A break in the specific angular momentum at M ≃ 2.5 M_⊙

¹ Institute of Astronomy, KU Leuven, Celestijnenlaan 200D, B-3001 Leuven, Belgium
² Department of Astrophysics, IMAPP, Radboud University Nijmegen, PO Box 9010 6500 GL Nijmegen, The Netherlands
³ Max Planck Institute for Astronomy, Königstuhl 17, 69117 Heidelberg, Germany

^★ Corresponding author: This email address is being protected from spambots. You need JavaScript enabled to view it.

Received: 8 August 2025
Accepted: 20 October 2025

Abstract

Context. Studies of the rotational velocities of intermediate-mass main-sequence stars are crucial for testing stellar evolution theory. They often rely on spectroscopic measurements of the projected rotation velocities, V_eqsin i. These not only suffer from the unknown projection factor sin i but tend to ignore additional line-profile broadening mechanisms aside from rotation, such as pulsations and turbulent motions near the stellar surface. This limits the accuracy of V_eq distributions derived from V_eqsin i measurements.

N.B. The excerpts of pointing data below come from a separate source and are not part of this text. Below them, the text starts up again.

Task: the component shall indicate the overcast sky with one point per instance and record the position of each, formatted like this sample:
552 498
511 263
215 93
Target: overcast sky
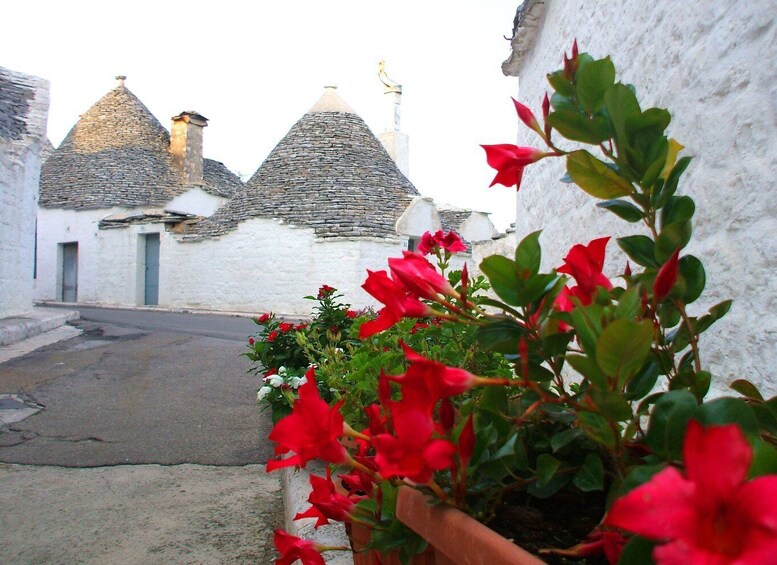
254 68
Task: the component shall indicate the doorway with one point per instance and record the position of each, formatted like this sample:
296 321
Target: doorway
69 272
151 281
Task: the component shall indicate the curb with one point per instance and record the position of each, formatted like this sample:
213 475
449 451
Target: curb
204 311
37 321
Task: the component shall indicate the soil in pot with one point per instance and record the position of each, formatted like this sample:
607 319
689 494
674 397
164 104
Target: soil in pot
559 522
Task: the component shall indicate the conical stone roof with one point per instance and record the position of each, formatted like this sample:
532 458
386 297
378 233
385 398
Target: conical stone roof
117 155
329 173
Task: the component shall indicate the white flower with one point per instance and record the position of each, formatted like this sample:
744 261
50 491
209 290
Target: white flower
274 380
262 392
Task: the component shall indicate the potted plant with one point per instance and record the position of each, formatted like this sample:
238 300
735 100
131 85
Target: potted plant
604 410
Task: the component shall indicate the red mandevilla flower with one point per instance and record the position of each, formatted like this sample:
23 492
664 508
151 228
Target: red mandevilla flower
712 515
413 451
666 277
426 381
584 263
398 301
509 162
292 548
327 503
419 276
311 431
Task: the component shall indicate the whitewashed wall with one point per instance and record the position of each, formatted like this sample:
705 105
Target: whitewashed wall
265 266
20 161
108 260
714 66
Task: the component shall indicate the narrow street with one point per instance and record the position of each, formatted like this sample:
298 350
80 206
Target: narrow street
148 446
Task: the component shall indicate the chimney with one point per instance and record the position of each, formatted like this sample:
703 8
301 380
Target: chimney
186 145
394 141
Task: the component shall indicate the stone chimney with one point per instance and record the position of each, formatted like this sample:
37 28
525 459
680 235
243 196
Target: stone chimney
186 145
394 141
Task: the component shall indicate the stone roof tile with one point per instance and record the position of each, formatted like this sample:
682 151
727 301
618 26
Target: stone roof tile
117 155
329 173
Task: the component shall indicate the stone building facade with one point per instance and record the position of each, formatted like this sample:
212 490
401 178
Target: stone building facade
24 107
714 66
142 218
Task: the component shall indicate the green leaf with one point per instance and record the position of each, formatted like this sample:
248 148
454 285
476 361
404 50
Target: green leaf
592 82
623 209
640 249
591 475
502 336
587 322
747 389
597 427
637 550
678 209
528 254
666 429
643 382
502 273
671 237
564 438
622 105
547 465
670 186
629 304
587 367
612 405
561 85
576 127
595 177
764 459
622 348
691 277
729 411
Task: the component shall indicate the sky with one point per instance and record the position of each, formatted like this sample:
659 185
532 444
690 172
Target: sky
254 68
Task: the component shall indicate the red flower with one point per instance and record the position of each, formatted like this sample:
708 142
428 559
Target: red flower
326 503
527 117
450 242
427 243
712 515
509 162
412 452
311 431
419 276
292 548
325 291
427 381
584 263
398 301
666 277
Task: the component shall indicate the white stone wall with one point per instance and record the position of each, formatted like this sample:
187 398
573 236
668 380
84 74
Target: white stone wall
265 266
196 201
20 162
714 66
108 260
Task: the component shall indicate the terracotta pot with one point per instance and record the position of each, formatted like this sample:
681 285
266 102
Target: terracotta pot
360 537
457 539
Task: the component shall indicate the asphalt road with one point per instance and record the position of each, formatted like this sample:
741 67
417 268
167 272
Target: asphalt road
136 388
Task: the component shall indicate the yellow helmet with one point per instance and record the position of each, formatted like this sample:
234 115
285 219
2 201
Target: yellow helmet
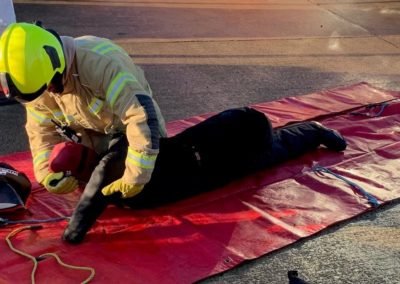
30 56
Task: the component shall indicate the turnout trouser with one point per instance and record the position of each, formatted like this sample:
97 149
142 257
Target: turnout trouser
214 152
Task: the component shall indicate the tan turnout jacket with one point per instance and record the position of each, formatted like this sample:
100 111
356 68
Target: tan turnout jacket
104 93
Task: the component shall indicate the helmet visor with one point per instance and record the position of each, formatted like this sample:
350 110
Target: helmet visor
11 91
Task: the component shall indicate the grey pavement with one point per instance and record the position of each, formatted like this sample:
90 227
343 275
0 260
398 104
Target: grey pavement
203 56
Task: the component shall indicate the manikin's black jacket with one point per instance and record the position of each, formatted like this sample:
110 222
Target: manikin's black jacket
220 149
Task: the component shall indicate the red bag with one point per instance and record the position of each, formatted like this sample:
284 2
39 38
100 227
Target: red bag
76 158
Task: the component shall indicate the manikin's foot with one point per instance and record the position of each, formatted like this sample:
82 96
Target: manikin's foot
331 138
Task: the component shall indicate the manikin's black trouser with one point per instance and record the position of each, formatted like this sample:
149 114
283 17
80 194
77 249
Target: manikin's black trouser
220 149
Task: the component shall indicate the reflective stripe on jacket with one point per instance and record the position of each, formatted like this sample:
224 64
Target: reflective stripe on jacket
104 93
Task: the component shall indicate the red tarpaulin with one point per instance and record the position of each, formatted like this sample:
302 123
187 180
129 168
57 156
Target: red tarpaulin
213 232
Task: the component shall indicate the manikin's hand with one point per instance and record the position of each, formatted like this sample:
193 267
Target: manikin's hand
60 183
127 190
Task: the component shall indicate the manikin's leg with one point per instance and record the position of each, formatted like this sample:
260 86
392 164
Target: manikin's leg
92 202
294 140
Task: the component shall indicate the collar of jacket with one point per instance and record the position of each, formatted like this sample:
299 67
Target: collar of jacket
69 54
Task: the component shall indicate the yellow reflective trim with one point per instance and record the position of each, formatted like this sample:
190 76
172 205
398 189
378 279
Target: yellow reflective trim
38 116
141 160
41 157
106 47
116 86
96 105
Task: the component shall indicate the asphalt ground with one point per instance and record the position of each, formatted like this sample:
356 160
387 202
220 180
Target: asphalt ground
202 56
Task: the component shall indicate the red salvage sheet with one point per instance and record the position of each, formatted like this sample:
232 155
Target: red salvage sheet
213 232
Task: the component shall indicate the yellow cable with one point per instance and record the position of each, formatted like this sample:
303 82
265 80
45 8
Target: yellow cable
35 262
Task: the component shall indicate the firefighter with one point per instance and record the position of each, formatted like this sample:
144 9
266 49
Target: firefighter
90 87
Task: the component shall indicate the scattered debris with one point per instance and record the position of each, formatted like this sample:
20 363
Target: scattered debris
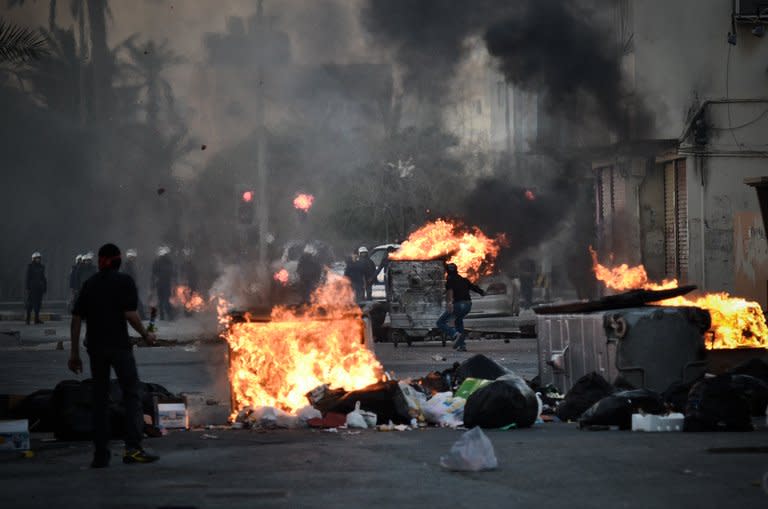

Aims. We use asteroseismic measurements to investigate the distribution of the equatorial rotation velocity V_eq, its ratio with respect to the critical rotation velocity, V_eq/V_crit, and the specific angular momentum, J/M, for several thousands of BAF-type stars, covering a mass range from 1.3 M_⊙ to 8.8 M_⊙ and almost the entire core-hydrogen burning phase.

Methods. We rely on high-precision model-independent internal rotation frequencies, as well as on masses and radii from asteroseismology to deduce V_eq, V_eq/V_crit, and J/M for 2937 gravity-mode pulsators in the Milky Way. The sample stars have rotation frequencies between almost zero and 33 μHz, corresponding to rotation periods above 0.35 d.

Results. We find that intermediate-mass stars experience a break in their J/M occurring in the mass interval [2.3, 2.7] M_⊙. We establish unimodal V_eq and V_eq/v_crit distributions for the mass range [1.3, 2.5]  M_⊙, while stars with M ∈ [2.5, 8.8] M_⊙ reveal some structure in their distributions. We find that the near-core rotation slows down as stars evolve, pointing to very efficient angular momentum transport.

Conclusions. The kernel density estimators of the asteroseismic internal rotation frequency, equatorial rotation velocity, and specific angular momentum of this large sample of intermediate-mass field stars can conveniently be used for population synthesis studies and to fine-tune the theory of stellar rotation across the main sequence evolution.